Mike Wu writing in Tech Crunch observed that in all realistic data sets (especially big data), the amount of information one can extract from the data is always much less than the data volume (see figure below): information << data.

Big Data

In his view, given the above, the value of big data is hugely exaggerated. He then goes on to infer that this is actually a strong argument for why we need even bigger data. Because the amount of valuable insights we can derive from big data is so very tiny, we need to collect even more data and use more powerful analytics to increase our chance of finding them.

Now machine data (aka log data) is certainly big data, and it is certainly true that obtaining insights from such dataset’s is a painstaking (and often thankless) job, but I wonder if this means we need even more data. Methinks we need to be able to better interpret the big data set and its relevance to “events”.

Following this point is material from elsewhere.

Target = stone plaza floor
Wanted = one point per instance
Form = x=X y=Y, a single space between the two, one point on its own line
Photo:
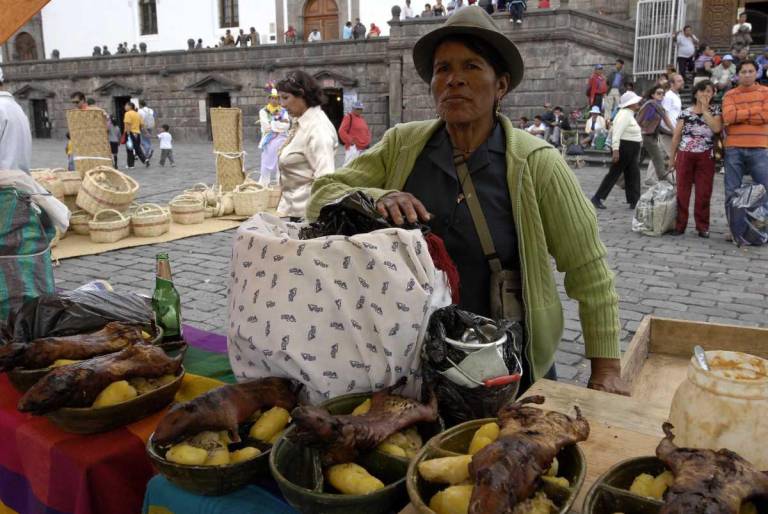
x=683 y=277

Over the past two years, we have been deeply involved in “eating our own dog food” as it were. At multiple EventTracker installations that are nationwide in scope, and span thousands of log sources, we have been working to extract insights for presentation to the network owners. In some cases, this is done with a lot of cooperation from the network owner and we have a good understanding of IT assets and the actors who use/abuse them. We find that with such involvement we are better able to risk prioritize what we observe in the data set and map to business concerns. In other cases where there is less interaction with the network owner and we know less about the actors or the relative criticality of assets, then we fall back on past experience and/or vendor-provided info as to what is an incident.  It is the same dataset in both cases but there is more value in one case than the other.

To say it another way, to get more information from the same data we need other types of context to extract signal from noise. Enabling logging at a more granular level from the same devices thereby generating an ever bigger dataset won’t increase the signal level. EventTracker can merge change audit data netflow information as well as vulnerability scan data to enable a greater signal-to-noise ratio. That is a big deal.